So all of this is a challenge froma youtube video about speeding up this little experiment:
Lets say you roll a 4 sided die 231 times and count every time it lands on 1.
If you run this 1_000_000_000 times, can you get a result of 177 or more in any single one of these runs? (very unlikely and analyzing the distribution would probably be a better indicator but as I said I wanted to speed up the python script the youtuber used and he didn't analyze the distribution)
My first naive approach was implementing this in single threaded rust
use std::iter;
use rand::{seq::IteratorRandom, thread_rng};
fn main() {
let mut rng = thread_rng();
let rolls: Vec<_> = iter::repeat_with(|| {
(0..231)
.map(|_| (1..=4).choose(&mut rng).unwrap()) // Using a range instead of an array
.filter(|&x| x == 1)
.count()
})
.take(1_000_000_000)
.collect();
let max_ones = rolls.iter().max().unwrap_or(&0);
println!("Highest Ones Roll: {}", max_ones);
}
Which I then sped up multiple times by using multithreading which i iterated on and my current solution is the following.
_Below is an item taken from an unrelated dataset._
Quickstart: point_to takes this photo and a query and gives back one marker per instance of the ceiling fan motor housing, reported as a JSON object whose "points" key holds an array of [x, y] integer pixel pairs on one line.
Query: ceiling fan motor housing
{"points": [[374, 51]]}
Note that the threads_with_extra
thing is there in case that the number of rolls isn't cleanly divisable through the number of threads
use std::{
iter,
sync::mpsc::{self, Receiver, Sender},
thread,
};
use rand::{seq::IteratorRandom, thread_rng};
const ROLLS: usize = 1_000_000_000;
fn main() {
let cpus = num_cpus::get();
let rolls_per_thread = ROLLS / cpus;
let remaining = ROLLS.rem_euclid(cpus);
let num_threads_with_extra = remaining;
let num_threads_without_extra = cpus - remaining;
let mut handles = Vec::with_capacity(cpus);
let (tx, rx): (Sender<Vec<usize>>, Receiver<Vec<usize>>) = mpsc::channel();
for _ in 0..num_threads_with_extra {
let handle = thread::spawn(thread_function(
rolls_per_thread + 1,
tx.clone(),
));
handles.push(handle);
}
for _ in 0..num_threads_without_extra {
let handle = thread::spawn(thread_function(
rolls_per_thread,
tx.clone(),
));
handles.push(handle);
}
let mut result = Vec::with_capacity(ROLLS);
for _ in 0..handles.len() {
let part = rx.recv().unwrap();
result.extend_from_slice(&part);
}
handles
.into_iter()
.for_each(|handle| handle.join().unwrap());
let max_ones = result.iter().max().unwrap_or(&0);
let rolls = result.len();
println!("Highest Ones Roll: {max_ones}");
println!("Number of Roll Sessions: {rolls}");
}
#[inline]
fn thread_function(
num_rolls: usize,
result_sender: Sender<Vec<usize>>,
) -> impl FnOnce() {
move || {
let mut rng = thread_rng();
let rolls: Vec<_> = iter::repeat_with(|| {
(0..231)
.map(|_| (1..=4).choose(&mut rng).unwrap()) // Using a range instead of an array
.filter(|&x| x == 1)
.count()
})
.take(num_rolls)
.collect();
result_sender.send(rolls).unwrap();
}
}
One surprising speed up was declaring rolls as const. I thought optimization would do that but I guess i was wrong. another huge speadup was adding #[inline]
to thread_function
I also tried to instead of allocating vecs and sending them through the channel to just send the max of each thread through the channel and compare the max values in the main thread but surprisingly that was slower.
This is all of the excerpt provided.